By Dhirendra Tripathi
Investing.com – Fastly stock (NYSE:FSLY) plunged 32% to a 52-week low of $19.66 Thursday after the internet content delivery company’s losses widened and the 2022 guidance didn’t hold out much hope.
The stock is now down to less than a fourth of its high of $87.61, struck a year ago.
An adjusted loss per share for 2022 is forecast to be 55 cents at the center of the guidance range, wider than previous guidance for a loss of 48 cents.
Quarterly revenue rose more than 18% from a year ago to about $98 million, but margins eroded and losses widened. Adjusted gross margin was down by 7.9 percentage points to 55.8%. On a per share basis, adjusted net loss came in at 48 cents compared to 18 cents in the same period a year ago.

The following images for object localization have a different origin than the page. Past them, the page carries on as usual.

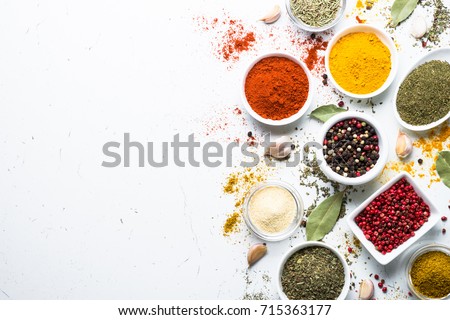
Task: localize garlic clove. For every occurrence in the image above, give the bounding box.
[410,15,428,39]
[359,279,375,300]
[247,243,267,267]
[259,5,281,24]
[396,130,413,158]
[265,136,293,159]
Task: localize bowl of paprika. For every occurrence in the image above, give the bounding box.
[242,52,314,126]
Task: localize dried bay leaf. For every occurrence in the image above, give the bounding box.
[309,104,347,122]
[391,0,418,27]
[306,191,345,241]
[436,151,450,189]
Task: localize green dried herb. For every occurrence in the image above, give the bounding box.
[309,104,347,122]
[427,0,450,43]
[396,60,450,126]
[436,151,450,189]
[306,191,345,241]
[290,0,341,27]
[391,0,418,27]
[281,246,345,300]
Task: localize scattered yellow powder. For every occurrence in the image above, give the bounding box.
[222,165,272,236]
[380,123,450,187]
[223,212,241,236]
[356,0,365,9]
[414,123,450,159]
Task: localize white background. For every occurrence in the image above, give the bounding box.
[0,0,449,299]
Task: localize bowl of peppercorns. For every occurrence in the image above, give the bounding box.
[347,172,440,265]
[317,112,388,186]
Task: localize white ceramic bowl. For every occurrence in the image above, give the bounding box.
[285,0,347,32]
[317,111,388,186]
[242,52,314,126]
[243,180,304,242]
[347,172,440,265]
[325,24,398,99]
[393,47,450,132]
[277,241,350,300]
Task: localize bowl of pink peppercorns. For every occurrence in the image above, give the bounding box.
[317,111,388,186]
[347,172,440,265]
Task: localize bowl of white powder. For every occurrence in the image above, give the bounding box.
[243,181,304,241]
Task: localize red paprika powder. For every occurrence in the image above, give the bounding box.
[244,57,309,120]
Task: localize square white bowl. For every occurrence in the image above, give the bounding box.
[346,172,440,265]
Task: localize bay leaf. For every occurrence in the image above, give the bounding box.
[436,151,450,189]
[306,191,345,241]
[309,104,346,122]
[391,0,418,27]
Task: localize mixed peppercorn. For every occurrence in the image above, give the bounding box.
[323,118,380,178]
[355,178,431,255]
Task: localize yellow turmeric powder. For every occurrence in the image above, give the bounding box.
[380,123,449,187]
[329,32,391,94]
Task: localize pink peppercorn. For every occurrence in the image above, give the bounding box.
[442,216,448,221]
[354,178,430,254]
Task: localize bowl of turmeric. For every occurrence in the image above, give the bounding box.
[242,52,314,126]
[325,24,398,99]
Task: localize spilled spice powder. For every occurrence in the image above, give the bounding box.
[303,36,328,72]
[223,212,241,236]
[194,15,256,64]
[199,106,250,142]
[222,165,272,236]
[414,123,450,159]
[414,123,450,186]
[380,123,450,187]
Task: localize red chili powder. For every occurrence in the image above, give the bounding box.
[245,57,309,120]
[194,16,256,63]
[304,36,328,72]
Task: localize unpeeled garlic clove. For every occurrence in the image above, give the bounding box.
[265,136,293,159]
[247,243,267,267]
[359,279,374,300]
[396,130,413,158]
[259,5,281,24]
[410,15,428,39]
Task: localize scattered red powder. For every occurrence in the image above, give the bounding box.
[356,16,366,23]
[194,16,256,63]
[200,106,251,142]
[194,13,332,76]
[303,36,328,72]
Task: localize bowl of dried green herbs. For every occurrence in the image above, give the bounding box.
[394,48,450,131]
[286,0,346,32]
[277,241,350,300]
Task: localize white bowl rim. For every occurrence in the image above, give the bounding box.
[241,52,315,126]
[346,171,441,265]
[243,180,304,242]
[285,0,347,32]
[277,241,350,300]
[393,47,450,132]
[316,111,389,186]
[324,24,398,99]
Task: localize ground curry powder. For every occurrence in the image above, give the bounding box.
[329,32,391,94]
[410,251,450,298]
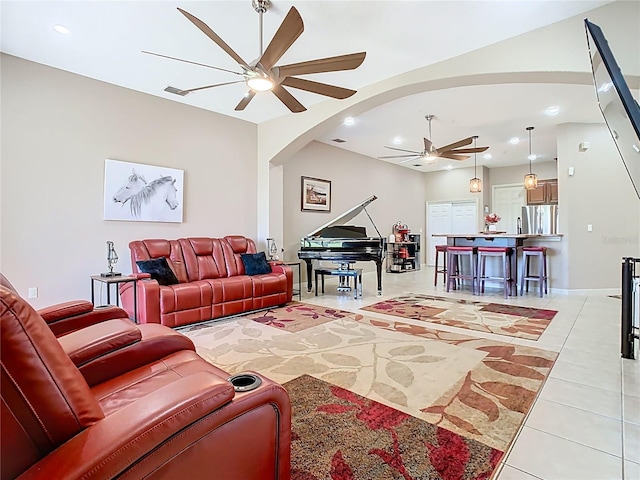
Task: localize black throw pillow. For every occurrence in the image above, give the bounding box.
[136,257,179,286]
[240,252,272,276]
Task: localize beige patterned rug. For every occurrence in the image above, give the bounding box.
[181,302,557,453]
[361,294,557,340]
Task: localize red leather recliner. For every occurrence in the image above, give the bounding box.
[0,272,129,336]
[1,285,291,480]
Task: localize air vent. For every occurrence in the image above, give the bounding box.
[164,86,189,96]
[332,138,346,143]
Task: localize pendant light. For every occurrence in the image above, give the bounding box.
[524,126,538,190]
[469,135,482,193]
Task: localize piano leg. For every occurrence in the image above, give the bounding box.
[304,259,313,292]
[376,260,383,296]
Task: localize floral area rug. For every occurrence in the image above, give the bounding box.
[361,294,557,340]
[181,302,557,454]
[286,374,502,480]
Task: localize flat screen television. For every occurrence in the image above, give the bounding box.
[585,19,640,200]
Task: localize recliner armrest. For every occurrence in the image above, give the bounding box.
[16,372,235,480]
[38,300,94,323]
[40,300,130,337]
[57,319,141,367]
[75,323,196,386]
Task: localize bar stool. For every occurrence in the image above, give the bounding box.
[446,246,476,294]
[477,247,514,298]
[520,246,548,297]
[434,244,448,286]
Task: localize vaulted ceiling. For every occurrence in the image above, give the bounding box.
[3,0,636,171]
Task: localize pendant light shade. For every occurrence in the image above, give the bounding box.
[524,126,538,190]
[469,135,482,193]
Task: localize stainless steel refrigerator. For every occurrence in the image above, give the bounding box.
[521,205,559,235]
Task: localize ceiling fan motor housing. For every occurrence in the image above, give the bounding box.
[252,0,270,13]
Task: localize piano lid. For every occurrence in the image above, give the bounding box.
[305,195,378,238]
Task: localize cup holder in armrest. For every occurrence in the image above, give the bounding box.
[227,373,262,392]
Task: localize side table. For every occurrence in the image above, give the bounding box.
[282,261,302,300]
[90,275,138,322]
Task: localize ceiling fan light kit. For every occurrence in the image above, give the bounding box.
[469,135,482,193]
[379,115,489,168]
[146,3,366,113]
[524,126,538,190]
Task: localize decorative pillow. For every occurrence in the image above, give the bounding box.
[240,252,272,276]
[136,257,179,286]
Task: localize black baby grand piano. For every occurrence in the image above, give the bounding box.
[298,195,385,295]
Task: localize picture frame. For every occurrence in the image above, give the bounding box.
[103,159,184,223]
[301,176,331,212]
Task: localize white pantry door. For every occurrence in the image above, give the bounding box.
[426,200,477,265]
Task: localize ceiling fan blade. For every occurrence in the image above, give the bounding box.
[142,51,244,76]
[439,153,470,161]
[177,8,251,70]
[281,77,356,99]
[383,146,422,154]
[276,52,366,77]
[436,137,473,153]
[235,91,256,111]
[259,7,304,71]
[272,85,306,113]
[423,137,433,152]
[448,146,490,154]
[398,157,421,164]
[378,154,421,159]
[183,80,245,93]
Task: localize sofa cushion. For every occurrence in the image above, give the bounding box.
[136,258,179,286]
[240,252,272,276]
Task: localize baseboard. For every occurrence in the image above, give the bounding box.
[550,288,621,296]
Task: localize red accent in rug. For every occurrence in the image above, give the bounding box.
[286,374,503,480]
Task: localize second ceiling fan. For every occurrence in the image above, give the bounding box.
[144,1,366,113]
[379,115,489,164]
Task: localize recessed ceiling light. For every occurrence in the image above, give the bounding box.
[444,165,453,170]
[54,25,70,34]
[546,106,560,116]
[483,153,492,160]
[528,154,537,161]
[343,117,355,126]
[392,136,402,145]
[509,137,520,145]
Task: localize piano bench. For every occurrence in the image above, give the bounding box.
[315,268,363,300]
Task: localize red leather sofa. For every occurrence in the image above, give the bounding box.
[120,236,293,327]
[1,284,291,480]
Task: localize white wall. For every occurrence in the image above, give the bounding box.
[558,123,640,291]
[1,54,258,307]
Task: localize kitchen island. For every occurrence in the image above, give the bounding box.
[432,233,563,295]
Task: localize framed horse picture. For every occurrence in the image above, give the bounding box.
[103,159,184,223]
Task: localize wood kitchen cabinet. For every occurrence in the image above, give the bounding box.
[527,179,558,205]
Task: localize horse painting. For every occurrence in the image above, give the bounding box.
[112,170,147,205]
[113,175,179,219]
[104,160,184,223]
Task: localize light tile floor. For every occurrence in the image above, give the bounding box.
[293,265,639,480]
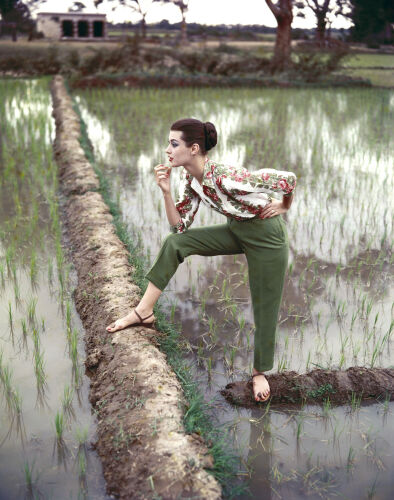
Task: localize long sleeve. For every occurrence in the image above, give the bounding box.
[170,173,201,234]
[216,165,297,197]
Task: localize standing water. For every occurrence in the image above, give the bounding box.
[75,86,393,499]
[0,78,109,499]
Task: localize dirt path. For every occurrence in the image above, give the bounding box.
[50,74,222,500]
[222,367,394,408]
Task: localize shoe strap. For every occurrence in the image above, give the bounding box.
[135,309,154,322]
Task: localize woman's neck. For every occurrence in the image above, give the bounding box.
[184,155,207,185]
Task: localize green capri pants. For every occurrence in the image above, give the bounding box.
[145,215,289,372]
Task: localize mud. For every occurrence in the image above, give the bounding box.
[50,74,221,500]
[221,367,394,408]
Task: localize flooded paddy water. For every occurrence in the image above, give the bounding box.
[0,78,109,499]
[74,86,393,499]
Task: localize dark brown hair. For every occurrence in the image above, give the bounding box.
[170,118,217,155]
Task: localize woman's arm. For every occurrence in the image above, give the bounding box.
[163,191,182,227]
[154,164,201,233]
[217,164,297,197]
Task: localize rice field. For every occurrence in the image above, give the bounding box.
[75,85,394,498]
[0,78,109,499]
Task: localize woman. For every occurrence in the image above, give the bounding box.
[106,118,296,403]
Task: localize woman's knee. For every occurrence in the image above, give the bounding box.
[162,232,180,248]
[162,233,188,260]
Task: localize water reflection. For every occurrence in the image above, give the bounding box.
[77,86,393,498]
[0,79,109,500]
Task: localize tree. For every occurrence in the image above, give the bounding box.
[94,0,161,39]
[297,1,350,43]
[1,0,36,40]
[348,0,393,44]
[160,0,190,44]
[265,0,294,69]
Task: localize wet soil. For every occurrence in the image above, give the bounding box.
[222,367,394,408]
[50,74,221,500]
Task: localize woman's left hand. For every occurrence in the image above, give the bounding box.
[259,198,288,219]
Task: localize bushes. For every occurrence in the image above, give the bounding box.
[291,45,350,82]
[0,39,354,85]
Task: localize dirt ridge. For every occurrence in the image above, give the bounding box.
[50,74,222,500]
[222,366,394,408]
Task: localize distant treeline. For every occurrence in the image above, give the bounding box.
[110,20,347,40]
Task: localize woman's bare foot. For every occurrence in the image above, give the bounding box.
[252,369,270,402]
[106,307,155,333]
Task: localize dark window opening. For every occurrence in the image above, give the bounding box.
[93,21,104,37]
[51,16,59,22]
[78,20,88,37]
[62,20,74,37]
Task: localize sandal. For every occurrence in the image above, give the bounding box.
[251,372,271,402]
[133,308,156,328]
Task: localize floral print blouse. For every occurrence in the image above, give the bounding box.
[170,158,297,234]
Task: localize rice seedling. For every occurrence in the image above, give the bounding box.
[346,446,356,472]
[22,457,40,495]
[0,362,14,411]
[30,249,38,283]
[62,384,75,416]
[21,318,28,338]
[0,261,5,287]
[350,391,362,411]
[47,257,53,283]
[206,315,218,343]
[77,448,87,479]
[75,425,89,448]
[55,410,65,441]
[229,346,237,369]
[65,299,72,337]
[31,329,46,390]
[8,300,14,334]
[295,413,305,440]
[322,398,332,418]
[207,356,212,379]
[27,296,37,324]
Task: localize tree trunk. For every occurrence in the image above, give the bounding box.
[315,13,326,44]
[12,24,17,42]
[274,13,292,68]
[266,0,293,71]
[140,16,146,39]
[180,9,187,44]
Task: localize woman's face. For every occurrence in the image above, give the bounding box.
[165,130,193,167]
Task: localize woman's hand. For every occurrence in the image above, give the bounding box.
[259,198,289,219]
[154,164,172,194]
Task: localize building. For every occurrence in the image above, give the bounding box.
[36,12,107,41]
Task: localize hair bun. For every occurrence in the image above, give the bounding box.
[204,121,217,152]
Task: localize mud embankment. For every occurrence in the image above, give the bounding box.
[50,74,221,500]
[222,366,394,408]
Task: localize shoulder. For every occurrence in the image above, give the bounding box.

At least four brokerages slashed their price targets for the stock. This included Piper Sandler, RBC, BofA and Morgan Stanley.
Fastly runs a content-delivery network to push data quickly around the internet. It hosts a service that large enterprises use to serve content to millions of users simultaneously.
Rather than hosting all website content on a single set of servers in one location, Fastly puts cloud infrastructure in dozens of locations to let people download from a server closest to them. It supports major websites like The New York Times, Reddit, that of U.K. government, The Verge and Bloomberg.
The company had a tough year as the impact of June outages at several of the global websites it supports lingered. At one point, the company had guided for annual revenue of $385 million at center of its guidance range, which it later revised to $345 million. It closed the year at just over $354 million.
Full-year revenue is now seen at $405 million at center of its guidance range, over 14% higher year-on-year. This compares with 22% growth in 2021.